Mountain-sized Problems

When we first started this series on Summer Rain, I knew we would need rain at some point this summer. What I didn’t know was how very much we would need it.

A drought can be overwhelming, can’t it?

I realize this every time I go out to water my lawn and garden. We live on a large acreage. There’s absolutely no way I could water the hundreds of trees and acres of grass that cover our property. The best I can do is try to maintain a small island of green in the area that surrounds our house. Even then, the battle seems hopeless. Each new day of 100+ temperatures and absolutely no rain takes its toll. Our hydrangeas are wilty, our hostas are fried, and more than one of our potted plants has surrendered completely in spite of my best efforts in triage.  It’s like spitting on a forest fire. The trouble is I’m trying to bring man-made tools to a God-sized problem. No amount of watering I can do could come close to what God could accomplish in one afternoon of rain.

Ever feel like that in your prayer life? Sometimes when I sit down to pray for myself and others, I can feel overwhelmed by the vast amount of hurting and pain in this world. We all have them—those lists of broken relationships, incomprehensible tragedies, insurmountable health issues, and lost and floundering loved ones. The weight of it all can sometimes seem more than I can bear. Then, this week God showed up with an answer to one of my prayers that was so miraculous it caught me by surprise.

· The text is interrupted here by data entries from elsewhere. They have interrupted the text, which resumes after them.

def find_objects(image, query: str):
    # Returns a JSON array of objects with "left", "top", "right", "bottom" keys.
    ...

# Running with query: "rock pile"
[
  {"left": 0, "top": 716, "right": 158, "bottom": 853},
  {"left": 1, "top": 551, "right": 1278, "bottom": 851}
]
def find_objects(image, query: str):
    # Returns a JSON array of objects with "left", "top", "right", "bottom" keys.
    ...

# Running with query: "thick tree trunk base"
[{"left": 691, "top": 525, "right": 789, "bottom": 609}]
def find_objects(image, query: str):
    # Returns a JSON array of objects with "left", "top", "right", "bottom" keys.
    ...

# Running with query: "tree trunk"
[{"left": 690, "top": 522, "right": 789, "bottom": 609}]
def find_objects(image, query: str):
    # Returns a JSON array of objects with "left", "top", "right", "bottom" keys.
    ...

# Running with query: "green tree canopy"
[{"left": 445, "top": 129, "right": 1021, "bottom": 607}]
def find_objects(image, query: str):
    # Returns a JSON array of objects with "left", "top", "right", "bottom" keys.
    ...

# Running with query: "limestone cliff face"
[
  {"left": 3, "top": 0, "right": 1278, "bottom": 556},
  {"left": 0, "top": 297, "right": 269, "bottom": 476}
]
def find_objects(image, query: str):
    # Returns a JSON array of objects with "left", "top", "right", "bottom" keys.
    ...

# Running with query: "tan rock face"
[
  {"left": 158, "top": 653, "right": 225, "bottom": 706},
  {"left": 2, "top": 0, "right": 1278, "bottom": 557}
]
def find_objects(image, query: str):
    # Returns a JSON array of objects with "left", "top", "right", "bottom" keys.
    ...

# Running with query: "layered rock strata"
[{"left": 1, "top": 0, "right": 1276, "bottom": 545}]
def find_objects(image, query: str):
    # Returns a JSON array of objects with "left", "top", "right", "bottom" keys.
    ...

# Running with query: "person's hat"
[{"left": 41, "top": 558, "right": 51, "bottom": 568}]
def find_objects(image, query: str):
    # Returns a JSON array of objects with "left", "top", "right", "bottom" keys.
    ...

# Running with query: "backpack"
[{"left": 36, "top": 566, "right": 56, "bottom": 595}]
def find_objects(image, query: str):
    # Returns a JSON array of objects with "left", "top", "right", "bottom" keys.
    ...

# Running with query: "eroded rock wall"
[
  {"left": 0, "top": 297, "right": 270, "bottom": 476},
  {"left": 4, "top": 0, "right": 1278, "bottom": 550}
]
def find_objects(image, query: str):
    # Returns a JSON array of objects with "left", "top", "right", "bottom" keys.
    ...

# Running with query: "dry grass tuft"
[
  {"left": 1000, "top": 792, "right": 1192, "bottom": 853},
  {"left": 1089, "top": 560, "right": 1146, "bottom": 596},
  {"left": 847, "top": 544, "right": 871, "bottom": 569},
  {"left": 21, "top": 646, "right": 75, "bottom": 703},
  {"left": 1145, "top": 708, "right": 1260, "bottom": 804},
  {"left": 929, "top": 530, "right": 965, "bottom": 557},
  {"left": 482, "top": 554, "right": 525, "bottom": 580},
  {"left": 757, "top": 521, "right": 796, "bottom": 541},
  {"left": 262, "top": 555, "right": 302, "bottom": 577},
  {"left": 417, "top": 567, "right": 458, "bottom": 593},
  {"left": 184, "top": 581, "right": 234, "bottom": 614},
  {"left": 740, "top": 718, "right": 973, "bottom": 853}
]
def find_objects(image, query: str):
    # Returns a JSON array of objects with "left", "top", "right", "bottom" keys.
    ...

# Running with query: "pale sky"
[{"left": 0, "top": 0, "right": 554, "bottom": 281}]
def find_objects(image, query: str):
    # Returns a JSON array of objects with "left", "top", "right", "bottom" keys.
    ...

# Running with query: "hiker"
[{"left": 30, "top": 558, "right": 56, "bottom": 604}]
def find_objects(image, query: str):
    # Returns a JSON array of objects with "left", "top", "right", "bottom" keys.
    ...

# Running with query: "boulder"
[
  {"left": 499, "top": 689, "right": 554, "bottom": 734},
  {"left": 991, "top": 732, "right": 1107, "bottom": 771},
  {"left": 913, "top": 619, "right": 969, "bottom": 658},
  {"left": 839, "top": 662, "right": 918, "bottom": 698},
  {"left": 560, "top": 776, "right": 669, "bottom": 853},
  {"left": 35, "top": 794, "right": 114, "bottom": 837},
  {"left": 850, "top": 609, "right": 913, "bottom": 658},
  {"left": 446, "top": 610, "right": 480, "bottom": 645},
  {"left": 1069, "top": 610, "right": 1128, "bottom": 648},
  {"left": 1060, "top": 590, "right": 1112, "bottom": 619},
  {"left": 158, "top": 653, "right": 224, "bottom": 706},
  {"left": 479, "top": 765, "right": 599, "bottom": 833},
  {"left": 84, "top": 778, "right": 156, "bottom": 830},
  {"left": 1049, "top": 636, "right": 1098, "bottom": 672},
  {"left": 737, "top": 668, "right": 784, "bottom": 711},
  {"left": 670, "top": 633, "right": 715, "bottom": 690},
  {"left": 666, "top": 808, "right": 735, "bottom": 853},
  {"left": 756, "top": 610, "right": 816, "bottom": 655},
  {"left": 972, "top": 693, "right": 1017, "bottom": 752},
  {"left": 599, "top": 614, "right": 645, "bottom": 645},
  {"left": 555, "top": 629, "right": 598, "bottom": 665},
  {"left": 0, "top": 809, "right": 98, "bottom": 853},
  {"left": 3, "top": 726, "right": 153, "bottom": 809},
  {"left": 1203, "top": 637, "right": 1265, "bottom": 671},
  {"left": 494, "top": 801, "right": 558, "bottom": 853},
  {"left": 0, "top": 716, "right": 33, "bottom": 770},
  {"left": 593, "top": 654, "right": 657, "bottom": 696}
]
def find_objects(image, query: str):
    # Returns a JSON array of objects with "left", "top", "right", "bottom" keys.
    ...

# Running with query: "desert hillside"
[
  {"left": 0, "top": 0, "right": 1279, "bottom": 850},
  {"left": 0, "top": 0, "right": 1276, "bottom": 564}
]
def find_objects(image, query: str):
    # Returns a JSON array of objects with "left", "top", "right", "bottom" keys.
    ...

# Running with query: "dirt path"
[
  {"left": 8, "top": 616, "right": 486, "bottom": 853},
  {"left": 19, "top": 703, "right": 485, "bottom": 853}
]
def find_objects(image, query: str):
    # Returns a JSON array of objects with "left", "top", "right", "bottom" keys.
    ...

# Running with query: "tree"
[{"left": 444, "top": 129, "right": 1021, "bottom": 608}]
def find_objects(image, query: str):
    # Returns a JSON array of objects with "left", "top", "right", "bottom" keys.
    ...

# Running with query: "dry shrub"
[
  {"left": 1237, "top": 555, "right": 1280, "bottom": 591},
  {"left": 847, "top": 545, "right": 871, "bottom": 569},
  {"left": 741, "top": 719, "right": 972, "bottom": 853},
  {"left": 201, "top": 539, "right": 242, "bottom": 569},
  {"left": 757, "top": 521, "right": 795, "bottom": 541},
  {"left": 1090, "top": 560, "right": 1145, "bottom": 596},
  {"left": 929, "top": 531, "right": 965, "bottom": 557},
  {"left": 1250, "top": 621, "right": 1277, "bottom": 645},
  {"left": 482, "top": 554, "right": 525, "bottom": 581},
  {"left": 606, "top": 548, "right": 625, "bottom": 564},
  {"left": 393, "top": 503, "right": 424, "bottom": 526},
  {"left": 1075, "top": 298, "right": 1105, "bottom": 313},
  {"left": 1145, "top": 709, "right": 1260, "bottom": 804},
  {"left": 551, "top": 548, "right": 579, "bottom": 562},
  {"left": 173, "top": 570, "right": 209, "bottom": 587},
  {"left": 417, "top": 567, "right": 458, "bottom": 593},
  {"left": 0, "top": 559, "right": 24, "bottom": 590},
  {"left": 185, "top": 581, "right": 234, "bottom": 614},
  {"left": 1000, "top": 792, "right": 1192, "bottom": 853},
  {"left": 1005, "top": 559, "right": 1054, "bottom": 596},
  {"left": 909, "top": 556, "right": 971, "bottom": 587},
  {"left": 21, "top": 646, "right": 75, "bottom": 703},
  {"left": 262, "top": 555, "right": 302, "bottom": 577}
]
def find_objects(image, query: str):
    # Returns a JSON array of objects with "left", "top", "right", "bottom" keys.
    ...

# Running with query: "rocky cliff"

What I’d forgotten was I’m not meant to bear these burdens nor struggle to find the answers myself. That’s God’s job. My job is to lay them at his feet in believing expectancy that He can and will answer—sometimes has already answered before I even thought to utter the prayer.

Will you pray with me today?

Dear Lord, I confess my faith is often smaller than the mustard seed, more pitiful than a grain of sand. And yet you answer my prayers—not only answer, but completely blow me away with your awesome power to accomplish the impossible. You’ve promised if we ask in faith, we can tell mountains to go jump in the lake. So I lay my mountains before you—all my impossibilities, all my doubts, all my fears—in  humble expectancy of your goodness and faithfulness to answer and provide. Lord, I believe . . . help my unbelief. Amen.